= Project X (accelerator) =

Project-X was a proposed high-intensity proton accelerator complex which is to be built at the Fermi National Accelerator Laboratory. It was planned to produce beams of different energies up to 8 GeV for precision experiments involving kaons and muons. The complex can also be used to create a high-intensity neutrino beam for neutrino oscillation experiments such as NOνA and the Long Baseline Neutrino Experiment. Project-X was to be based on superconducting RF components such as those developed for the International Linear Collider.

Immediate plans are for cost-effective upgrades in proton luminosity referred to as the Proton Improvement Plan-II. More future-thinking proposals see Project X as laying the groundwork for a possible Muon collider at the Fermilab site. The linear accelerator will be 700 meters long - the length of seven football fields - and would be constructed in the center of the Tevatron ring. It is expected to generate an intense beam of protons that can feed into an existing accelerator ring and then into the Main Injector.
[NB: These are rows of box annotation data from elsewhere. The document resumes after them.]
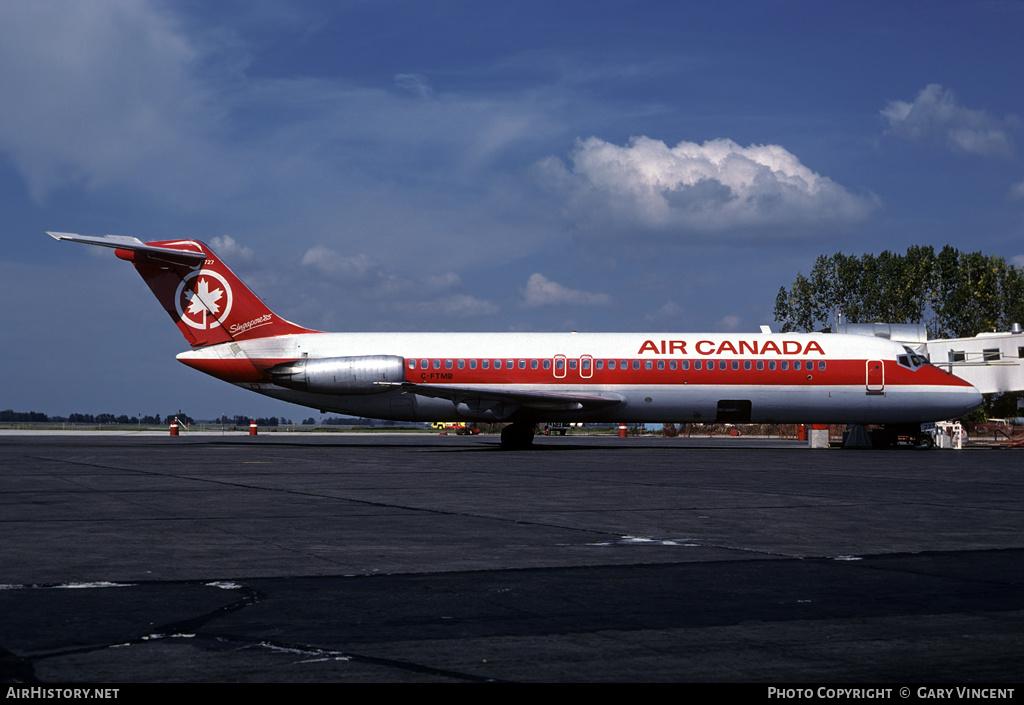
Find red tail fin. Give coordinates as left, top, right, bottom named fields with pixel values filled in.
left=115, top=240, right=312, bottom=347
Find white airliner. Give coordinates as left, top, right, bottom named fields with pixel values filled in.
left=49, top=233, right=981, bottom=448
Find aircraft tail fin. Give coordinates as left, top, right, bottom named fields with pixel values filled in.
left=48, top=233, right=313, bottom=347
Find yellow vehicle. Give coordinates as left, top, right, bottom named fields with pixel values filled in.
left=430, top=421, right=480, bottom=436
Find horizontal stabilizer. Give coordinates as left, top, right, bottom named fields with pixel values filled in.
left=46, top=232, right=206, bottom=266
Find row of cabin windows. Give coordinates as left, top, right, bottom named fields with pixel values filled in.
left=409, top=358, right=825, bottom=371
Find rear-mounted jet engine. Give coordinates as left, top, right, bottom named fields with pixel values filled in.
left=267, top=355, right=406, bottom=395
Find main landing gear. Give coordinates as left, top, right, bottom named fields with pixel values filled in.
left=502, top=423, right=534, bottom=451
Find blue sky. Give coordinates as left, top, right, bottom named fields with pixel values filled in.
left=0, top=0, right=1024, bottom=418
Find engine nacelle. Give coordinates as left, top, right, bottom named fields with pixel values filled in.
left=267, top=355, right=406, bottom=395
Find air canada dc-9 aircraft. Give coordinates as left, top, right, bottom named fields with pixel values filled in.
left=49, top=233, right=981, bottom=448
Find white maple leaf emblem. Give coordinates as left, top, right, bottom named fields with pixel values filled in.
left=186, top=279, right=224, bottom=319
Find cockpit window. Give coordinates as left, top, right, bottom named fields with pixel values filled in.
left=896, top=345, right=929, bottom=370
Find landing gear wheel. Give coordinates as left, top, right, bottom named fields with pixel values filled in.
left=502, top=423, right=534, bottom=450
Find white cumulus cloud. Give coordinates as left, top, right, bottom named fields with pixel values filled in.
left=882, top=83, right=1020, bottom=157
left=540, top=137, right=879, bottom=232
left=523, top=273, right=611, bottom=306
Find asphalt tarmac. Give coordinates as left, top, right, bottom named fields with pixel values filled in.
left=0, top=432, right=1024, bottom=684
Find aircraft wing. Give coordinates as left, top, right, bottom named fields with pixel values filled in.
left=378, top=382, right=626, bottom=417
left=46, top=232, right=206, bottom=267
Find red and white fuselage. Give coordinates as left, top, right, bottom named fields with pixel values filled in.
left=51, top=234, right=981, bottom=434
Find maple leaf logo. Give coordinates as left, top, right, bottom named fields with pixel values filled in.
left=185, top=279, right=224, bottom=320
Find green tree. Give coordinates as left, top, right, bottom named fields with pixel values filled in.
left=775, top=245, right=1024, bottom=338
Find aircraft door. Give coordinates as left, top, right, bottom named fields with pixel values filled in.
left=865, top=360, right=886, bottom=391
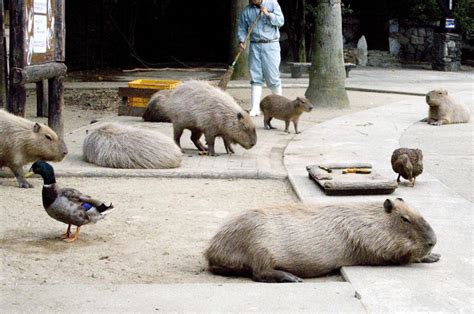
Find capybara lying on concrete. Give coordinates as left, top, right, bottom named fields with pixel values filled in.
left=143, top=90, right=173, bottom=122
left=169, top=81, right=257, bottom=156
left=421, top=89, right=471, bottom=125
left=391, top=147, right=423, bottom=186
left=82, top=123, right=182, bottom=169
left=0, top=110, right=67, bottom=188
left=205, top=198, right=440, bottom=282
left=260, top=95, right=313, bottom=134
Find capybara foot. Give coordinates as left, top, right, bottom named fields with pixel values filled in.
left=420, top=253, right=441, bottom=263
left=252, top=269, right=303, bottom=283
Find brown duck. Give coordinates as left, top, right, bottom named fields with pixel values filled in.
left=392, top=148, right=423, bottom=186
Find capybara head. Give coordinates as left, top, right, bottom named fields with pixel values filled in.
left=295, top=97, right=313, bottom=112
left=25, top=123, right=68, bottom=161
left=383, top=198, right=436, bottom=262
left=426, top=89, right=448, bottom=106
left=228, top=111, right=257, bottom=149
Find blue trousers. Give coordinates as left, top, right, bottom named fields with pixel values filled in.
left=249, top=41, right=281, bottom=88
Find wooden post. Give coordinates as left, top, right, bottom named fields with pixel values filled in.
left=7, top=0, right=27, bottom=117
left=36, top=80, right=48, bottom=117
left=0, top=0, right=7, bottom=108
left=48, top=76, right=64, bottom=138
left=48, top=0, right=65, bottom=138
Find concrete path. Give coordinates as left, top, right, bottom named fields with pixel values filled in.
left=1, top=68, right=474, bottom=313
left=284, top=90, right=474, bottom=313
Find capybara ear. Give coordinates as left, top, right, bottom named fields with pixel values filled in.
left=383, top=198, right=393, bottom=213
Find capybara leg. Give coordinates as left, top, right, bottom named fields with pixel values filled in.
left=173, top=126, right=183, bottom=148
left=293, top=120, right=301, bottom=134
left=420, top=253, right=441, bottom=263
left=10, top=166, right=33, bottom=189
left=206, top=135, right=216, bottom=156
left=223, top=138, right=235, bottom=154
left=252, top=269, right=303, bottom=283
left=191, top=131, right=206, bottom=152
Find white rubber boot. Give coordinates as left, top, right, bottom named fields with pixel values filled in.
left=249, top=85, right=262, bottom=117
left=272, top=85, right=283, bottom=96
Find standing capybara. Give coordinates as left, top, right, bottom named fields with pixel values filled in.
left=143, top=90, right=173, bottom=122
left=391, top=147, right=423, bottom=186
left=0, top=110, right=67, bottom=188
left=260, top=95, right=313, bottom=134
left=82, top=123, right=182, bottom=169
left=168, top=81, right=257, bottom=156
left=205, top=198, right=440, bottom=282
left=421, top=89, right=471, bottom=125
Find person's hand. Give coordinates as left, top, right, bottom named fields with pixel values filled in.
left=260, top=6, right=270, bottom=16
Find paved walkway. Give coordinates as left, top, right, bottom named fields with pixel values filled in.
left=6, top=69, right=474, bottom=313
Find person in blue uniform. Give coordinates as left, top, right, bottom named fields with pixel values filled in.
left=237, top=0, right=285, bottom=116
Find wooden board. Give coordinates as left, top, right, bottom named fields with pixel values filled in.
left=306, top=163, right=398, bottom=195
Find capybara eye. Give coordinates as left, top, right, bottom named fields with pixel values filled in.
left=401, top=216, right=411, bottom=224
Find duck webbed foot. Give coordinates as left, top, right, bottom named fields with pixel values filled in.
left=63, top=226, right=81, bottom=243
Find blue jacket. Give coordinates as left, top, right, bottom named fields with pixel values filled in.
left=237, top=0, right=285, bottom=42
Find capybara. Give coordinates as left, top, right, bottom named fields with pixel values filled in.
left=260, top=95, right=313, bottom=134
left=82, top=123, right=182, bottom=169
left=205, top=198, right=440, bottom=282
left=168, top=81, right=257, bottom=156
left=143, top=90, right=172, bottom=122
left=421, top=89, right=471, bottom=125
left=391, top=148, right=423, bottom=186
left=0, top=110, right=67, bottom=188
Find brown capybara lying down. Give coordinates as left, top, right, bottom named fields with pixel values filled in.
left=205, top=198, right=440, bottom=282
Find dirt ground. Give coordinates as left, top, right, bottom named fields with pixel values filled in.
left=0, top=89, right=422, bottom=285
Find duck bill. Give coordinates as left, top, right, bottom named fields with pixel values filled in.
left=23, top=170, right=35, bottom=178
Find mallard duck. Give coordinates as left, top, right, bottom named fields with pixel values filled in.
left=392, top=148, right=423, bottom=186
left=27, top=160, right=113, bottom=242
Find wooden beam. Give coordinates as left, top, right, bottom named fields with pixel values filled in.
left=10, top=62, right=67, bottom=84
left=7, top=0, right=27, bottom=117
left=48, top=76, right=64, bottom=138
left=36, top=81, right=48, bottom=117
left=118, top=87, right=160, bottom=98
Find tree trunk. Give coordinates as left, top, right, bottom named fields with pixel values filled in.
left=306, top=0, right=349, bottom=108
left=229, top=0, right=249, bottom=80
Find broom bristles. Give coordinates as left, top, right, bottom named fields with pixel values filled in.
left=217, top=66, right=234, bottom=90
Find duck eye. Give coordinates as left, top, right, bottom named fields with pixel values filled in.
left=401, top=216, right=411, bottom=224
At present Project-X was deprioritized in favour of a dedicated push towards long baseline neutrino oscillations with the deep underground neutrino experiment (DUNE).

==Background==
Project X is a long range plan to bring accelerators at Fermilab campus to new frontiers. The plan for accelerators focuses on two of the three frontiers that are long-term plans of Fermilab. In the intensity frontier, the new high-intensity accelerators will support experiments that require intense particle beams to understand particles such as neutrinos, muons, kaons, and nuclei. In the energy frontier, the accelerators will support the detection of new particles and forces with potential future projects such as a multi-TeV Muon Collider.

==Stages==
The immediate plan of Project X is to focus on the intensity frontier. The project is broken down into 3 stages. Stage one includes upgrades to existing facilities to support immediate experiments. This stage has translated into work done in the Proton Improvement Plan. Stage two includes delivery of three concurrent beam levels: 2.9 MW at 3 GeV; 50–200 kW at 8 GeV and 2.3 MW at 60–120 GeV. Stage three is to build next generation accelerators as the front end to the energy frontier based on international collaboration in projects such as the Neutrino Factory and Muon Collider.